As for telephone communication, sections of the military telephone line were restored as early as 3:00 p.m. on the day of the atomic bombing. By 10:00 p.m., telephone lines for the use of the military and nine main government offices were completely restored in accordance with the emergency restoration order from the military police regarding the disconnection immediately after the atomic bombing.
The next order was to begin by restoring toll lines in order for the military to exchange information regarding military operations. In response to this order, workers in the telecommunications industry labored day and night in order to restore service as quickly as possible. Some of them did not even notice that the war had ended. In order to speed up the restoration work, the army telecommunication unit assisted the effort for several days.
By August 21, the telephone lines of 559 important subscribers had been restored.
The recovery status of electric lighting and power lines can be summarized as follows:
August 10: With the assistance of army unit (signal brigade) infantry companies, some of the electric cables for transmission of air-raid alerts were restored first. At 6:00 p.m., electric lighting was restored in the southern areas of Nagasaki City.
August 11: Reinforcement units from the Kyūshū Electric Distribution Co. Fukuoka and Saga branches arrived and restored the electric cables at the NHK Nagasaki Broadcasting Station. Lighting was restored in the central area of the city by evening.
August 13: Electric power supply reached the opposite bank of the river.
August 14: Power supply extended to all areas of Nagasaki City and lighting was restored except in the devastated areas.
September 5: Electricity was restored in all affected areas, including neighboring towns and villages.
Persons called out for power restoration work numbered 4,021, including reinforcement units from among the army units (August 10–13) arriving from Fukuoka and Saga prefectures.
Railroad restoration work commenced several hours after the atomic bombing with repairs to the tracks between Shōenji-shita Station (present-day Shimizu-machi) and the crossing in present-day Nishi-machi to provide relief train services (although over a short section).
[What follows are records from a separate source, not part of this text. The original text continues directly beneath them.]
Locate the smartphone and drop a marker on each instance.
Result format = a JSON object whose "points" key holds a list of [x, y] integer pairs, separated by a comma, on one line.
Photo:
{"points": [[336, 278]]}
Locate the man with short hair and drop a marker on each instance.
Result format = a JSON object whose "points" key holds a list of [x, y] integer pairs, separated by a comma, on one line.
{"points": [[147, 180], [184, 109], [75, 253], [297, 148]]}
These train services made it possible for the second relief train to move southward, reaching points closer to the hypocenter and picking up many of the injured.
Full-fledged recovery work commenced from the following day (August 10) with the cooperation of workers handling track maintenance and power supply south of the Tosu area (Saga Prefecture). The restoration of damaged tracks, ties and signals in the section including Ōhashi rail bridge, Urakami Railroad Station and Nagasaki Railroad Station was almost complete by August 11. Train services returned to normal on August 11, with the last train leaving Nagasaki Railroad Station at 10:15 p.m.
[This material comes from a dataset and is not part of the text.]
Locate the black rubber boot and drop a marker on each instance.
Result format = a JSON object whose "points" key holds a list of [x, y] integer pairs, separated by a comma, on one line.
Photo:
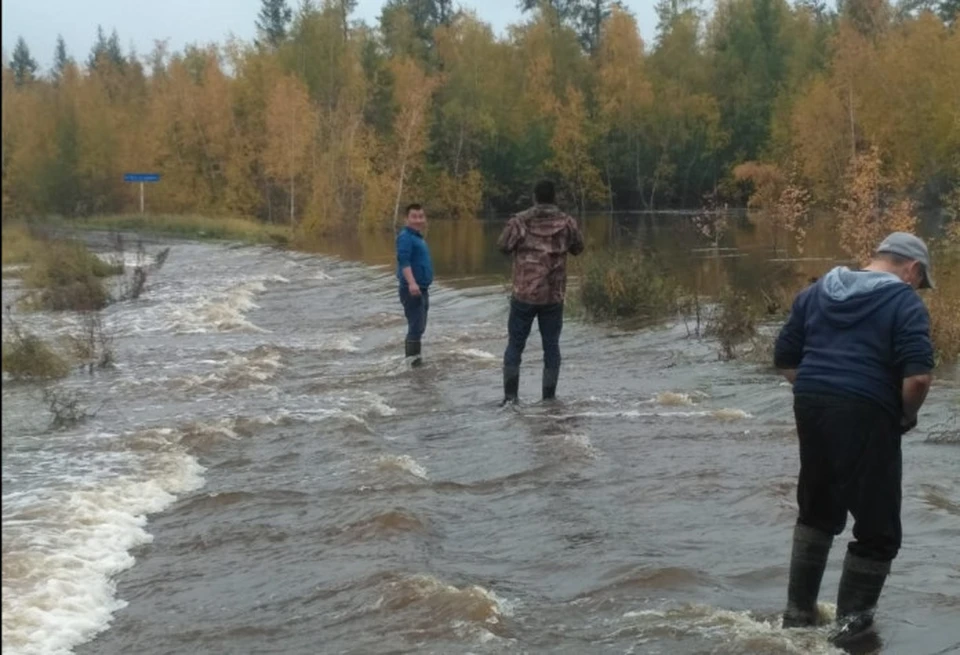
{"points": [[413, 350], [860, 587], [550, 377], [511, 384], [807, 563]]}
The above information comes from the 8th Nagasaki Atomic Bombing Damage Report issued on August 14. According to the 10th report issued on August 27, however, “The restoration of railroad facilities commenced immediately after the disaster. Restoration of tracks between Nagasaki Railroad Station and Michino’o Railroad Station was complete by August 12, and train services recommenced. Temporary offices were also opened in the stations at Nagasaki and Urakami the same day, and train services returned to normal. However, restoration work on facilities on the station premises and some track repairs continue.” This information indicates that the 8th report was incorrect and that train services returned to normal from August 12.
However, whether train services actually returned to normal, as described in these reports, remains unclear.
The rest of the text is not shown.